European shares extend sell-off; DAX hit hardest
* FTSEurofirst 300 dips 0.5 pct, DAX down 0.7 pct
* DAX suffering worst week in nearly two years
* U.S. flows into Europe equities slow -Lipper
By Blaise Robinson and Francesco Canepa
PARIS/LONDON, March 14 (Reuters) - European shares fell to five-week lows on Friday, with German blue chips among the worst hit, as tensions in Ukraine ahead of a weekend referendum unnerved investors.
Russia launched new military exercises near its border with Ukraine on Thursday, even as the U.S. cautioned that Moscow risked facing serious consequences if annexation was the outcome of a referendum planned for Sunday in the Crimea peninsula.
"I'm short the whole lot (of European equity indexes)," said Alex Chehade, senior dealer at spreadbetter Tradenext. "I'm long bonds and gold - there's a real flight to safety here."
German blue chips saw some of the biggest losses, with fertiliser maker K+S dropping 3.1 percent and HeidelbergCement losing 2.7 percent.

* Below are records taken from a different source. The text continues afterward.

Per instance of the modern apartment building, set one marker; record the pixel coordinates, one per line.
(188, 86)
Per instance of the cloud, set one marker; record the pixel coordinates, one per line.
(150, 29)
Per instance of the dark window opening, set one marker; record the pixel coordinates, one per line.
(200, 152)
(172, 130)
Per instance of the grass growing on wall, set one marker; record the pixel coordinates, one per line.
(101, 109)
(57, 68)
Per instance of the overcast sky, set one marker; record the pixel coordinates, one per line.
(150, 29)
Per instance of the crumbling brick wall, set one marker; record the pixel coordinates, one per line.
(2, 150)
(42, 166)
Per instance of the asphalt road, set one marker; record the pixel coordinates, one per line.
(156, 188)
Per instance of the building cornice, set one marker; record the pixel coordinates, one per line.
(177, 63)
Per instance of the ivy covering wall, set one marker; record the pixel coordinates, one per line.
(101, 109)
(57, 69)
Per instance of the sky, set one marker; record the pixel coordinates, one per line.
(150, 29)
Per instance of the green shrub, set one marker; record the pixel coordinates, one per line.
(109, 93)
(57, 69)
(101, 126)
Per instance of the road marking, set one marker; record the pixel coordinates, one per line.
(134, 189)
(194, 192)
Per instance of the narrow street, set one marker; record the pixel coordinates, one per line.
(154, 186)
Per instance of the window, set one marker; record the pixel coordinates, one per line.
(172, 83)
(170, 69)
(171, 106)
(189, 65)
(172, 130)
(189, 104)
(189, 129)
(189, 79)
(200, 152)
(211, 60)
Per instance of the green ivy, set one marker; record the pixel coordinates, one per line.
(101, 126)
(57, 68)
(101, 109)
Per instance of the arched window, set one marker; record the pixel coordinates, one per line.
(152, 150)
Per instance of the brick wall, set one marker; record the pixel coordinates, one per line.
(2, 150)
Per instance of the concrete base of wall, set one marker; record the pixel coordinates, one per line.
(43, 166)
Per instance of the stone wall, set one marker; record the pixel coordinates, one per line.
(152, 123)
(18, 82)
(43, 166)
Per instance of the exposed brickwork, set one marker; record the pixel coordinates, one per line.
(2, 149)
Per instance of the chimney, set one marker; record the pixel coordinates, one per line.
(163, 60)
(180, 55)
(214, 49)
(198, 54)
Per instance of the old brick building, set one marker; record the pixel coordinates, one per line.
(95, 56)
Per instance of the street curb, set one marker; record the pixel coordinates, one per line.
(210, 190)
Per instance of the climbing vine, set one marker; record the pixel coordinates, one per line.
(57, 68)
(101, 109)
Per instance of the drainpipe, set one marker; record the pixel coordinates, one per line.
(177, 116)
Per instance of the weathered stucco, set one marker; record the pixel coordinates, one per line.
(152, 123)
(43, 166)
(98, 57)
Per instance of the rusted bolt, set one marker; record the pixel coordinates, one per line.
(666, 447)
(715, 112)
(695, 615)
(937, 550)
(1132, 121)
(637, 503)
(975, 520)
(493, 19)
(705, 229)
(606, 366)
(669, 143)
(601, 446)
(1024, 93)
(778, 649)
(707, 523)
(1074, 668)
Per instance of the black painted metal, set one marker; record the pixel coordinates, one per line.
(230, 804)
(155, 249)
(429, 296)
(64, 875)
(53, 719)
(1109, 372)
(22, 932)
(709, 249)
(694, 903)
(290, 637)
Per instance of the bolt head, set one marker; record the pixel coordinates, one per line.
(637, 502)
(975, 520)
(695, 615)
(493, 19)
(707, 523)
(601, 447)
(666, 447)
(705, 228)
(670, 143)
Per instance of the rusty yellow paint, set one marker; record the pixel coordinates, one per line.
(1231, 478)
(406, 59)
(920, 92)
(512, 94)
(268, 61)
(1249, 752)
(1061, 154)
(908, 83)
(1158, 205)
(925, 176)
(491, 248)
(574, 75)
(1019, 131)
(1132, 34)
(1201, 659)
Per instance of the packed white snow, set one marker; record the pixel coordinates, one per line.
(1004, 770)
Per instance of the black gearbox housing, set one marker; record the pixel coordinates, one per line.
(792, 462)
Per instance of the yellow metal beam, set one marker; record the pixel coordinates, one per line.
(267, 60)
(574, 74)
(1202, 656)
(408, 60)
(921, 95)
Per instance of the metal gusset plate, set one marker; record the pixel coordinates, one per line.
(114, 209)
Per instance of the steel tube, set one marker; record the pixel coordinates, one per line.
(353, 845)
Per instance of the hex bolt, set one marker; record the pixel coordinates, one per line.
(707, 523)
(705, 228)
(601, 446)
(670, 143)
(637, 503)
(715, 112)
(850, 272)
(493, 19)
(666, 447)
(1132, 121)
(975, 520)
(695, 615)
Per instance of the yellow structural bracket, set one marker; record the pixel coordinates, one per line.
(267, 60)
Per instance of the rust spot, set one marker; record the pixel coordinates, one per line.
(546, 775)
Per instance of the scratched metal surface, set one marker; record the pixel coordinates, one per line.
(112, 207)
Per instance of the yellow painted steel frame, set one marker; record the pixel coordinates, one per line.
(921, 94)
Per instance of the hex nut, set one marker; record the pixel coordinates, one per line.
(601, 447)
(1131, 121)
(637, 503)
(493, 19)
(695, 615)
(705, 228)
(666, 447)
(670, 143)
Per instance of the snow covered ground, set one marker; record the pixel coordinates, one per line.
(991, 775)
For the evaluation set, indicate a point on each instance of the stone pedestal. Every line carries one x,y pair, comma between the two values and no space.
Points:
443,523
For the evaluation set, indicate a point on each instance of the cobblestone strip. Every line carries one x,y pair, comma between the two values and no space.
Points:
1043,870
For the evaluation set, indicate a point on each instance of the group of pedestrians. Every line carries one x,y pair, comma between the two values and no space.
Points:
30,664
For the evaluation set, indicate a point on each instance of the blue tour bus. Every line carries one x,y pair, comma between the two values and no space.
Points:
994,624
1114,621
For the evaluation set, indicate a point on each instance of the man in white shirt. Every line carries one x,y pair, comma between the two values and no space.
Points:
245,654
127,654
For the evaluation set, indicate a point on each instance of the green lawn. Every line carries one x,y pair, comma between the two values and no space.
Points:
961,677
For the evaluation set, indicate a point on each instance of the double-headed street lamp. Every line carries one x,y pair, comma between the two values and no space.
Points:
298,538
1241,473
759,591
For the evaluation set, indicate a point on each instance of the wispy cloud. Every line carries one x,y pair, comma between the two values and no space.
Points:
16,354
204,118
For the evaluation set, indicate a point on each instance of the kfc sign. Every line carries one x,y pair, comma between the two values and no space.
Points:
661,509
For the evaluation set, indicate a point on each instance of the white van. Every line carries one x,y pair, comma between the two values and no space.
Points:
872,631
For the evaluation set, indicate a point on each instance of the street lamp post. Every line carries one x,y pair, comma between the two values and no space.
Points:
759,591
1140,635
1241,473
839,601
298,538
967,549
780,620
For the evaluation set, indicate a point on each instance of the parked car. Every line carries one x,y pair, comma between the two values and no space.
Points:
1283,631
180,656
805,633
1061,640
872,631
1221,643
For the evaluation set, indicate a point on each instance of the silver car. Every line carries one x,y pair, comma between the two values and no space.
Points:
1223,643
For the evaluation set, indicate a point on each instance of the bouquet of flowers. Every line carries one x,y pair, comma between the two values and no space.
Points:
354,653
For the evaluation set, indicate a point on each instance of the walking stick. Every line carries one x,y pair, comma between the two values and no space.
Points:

Frankfurt's DAX index fell 0.7 percent, set to post a weekly loss of 4.2 percent, its worst weekly performance in nearly two years.
Shares of companies most exposed to Russia such as Finnish tyre maker Nokian Renkaat, and Danish brewer Carlsberg were also among the biggest losers, falling 1.5 percent and 1.3 percent respectively.
The two firms derive 26 percent and 17 percent respectively of their revenues from Russia, according to data from MSCI.
At 0838 GMT, the FTSEurofirst 300 index of top European shares was 0.5 percent lower at 1,286.23 points, a level not seen since early February. The benchmark index has lost 4.9 percent since Feb. 25.
"The downside potential of this pull-back is about 5 percent. Once this is done, it will be a buying opportunity," Aurel BGC chartist Gerard Sagnier said.
The tension in Ukraine, as well as recent worries over the pace of growth in China, has been weighing on investment flows coming into Europe, according to data from Thomson Reuters Lipper.
In the seven days to March 12, inflows of U.S. money into European stocks were the slowest in eight months. A Lipper poll of 103 U.S.-domiciled funds invested in European stocks showed they raked in a net $301.9 million, the smallest inflow since July 2013, although the funds still extended their longest positive streak on record into a 37th week.